As I have repeatedly indicated, the interaction with a professional tile distributor, will be the best way of identifying which tile, stone or other hard surface material, should have a sealer applied, after the installation of the material. If the tile is glazed, then the only surface requiring a sealer would be the grout in the joints. In most cases, this is not recommended. If the surface material is not glazed, and is absorbent, the use of a sealer is normally required. Absorbent tiles, stone or other hard surfaces, will stain, if liquid is dropped on the surface, and will not provide an adequate surface for continuous use. An absorbent surface is a difficult surface to wash, remove stains and maintain. The sealing of these types of surfaces is recommended. In some instances, both a applied staining and sealing will be recommended. If this is the case, a professional installer is recommended to obtain the proper result.
Sealers for tiles will stop any surface liquid from seeping into the surface of the material; however, caution should be taken to ensure that the sealer is compatible with the surface that the sealer is being applied on.

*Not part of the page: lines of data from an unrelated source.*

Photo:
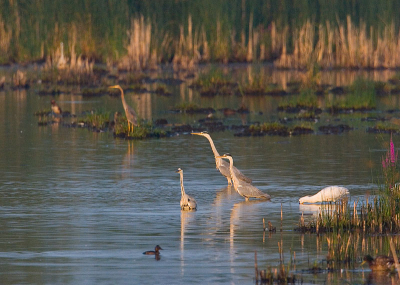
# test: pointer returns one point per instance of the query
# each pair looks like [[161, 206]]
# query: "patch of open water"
[[78, 207]]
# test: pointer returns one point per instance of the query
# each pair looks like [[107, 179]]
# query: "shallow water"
[[78, 207]]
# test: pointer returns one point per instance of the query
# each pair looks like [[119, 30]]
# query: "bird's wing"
[[241, 176], [224, 169], [249, 191]]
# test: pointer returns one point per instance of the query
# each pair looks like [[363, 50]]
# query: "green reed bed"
[[142, 131], [361, 97], [378, 214], [184, 33], [307, 100]]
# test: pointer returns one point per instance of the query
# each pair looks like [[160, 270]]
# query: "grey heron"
[[129, 111], [243, 188], [187, 202], [221, 164]]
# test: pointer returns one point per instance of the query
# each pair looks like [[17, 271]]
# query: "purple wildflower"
[[393, 156]]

Sealer incorrectly applied, or applied to the wrong surface, could spall off, or flake, which will require the incorrect sealer to be stripped from the top of the tile surface.
Unless you have been professionally instructed by a dependable distributor, contractor or tile consultant, do not apply a sealer on the surface of your tile. It is important that you are sure that the sealer will enhance the surface of the product and not cause maintenance issues in the future.
In addition to ensuring that the correct sealer is being applied, the surface of the tile, stone, brick that the sealer is being applied to, must be clean and free of dirt and impurities. If the surface is not clean, all you are doing is sealing in the imperfections on the surface of the product.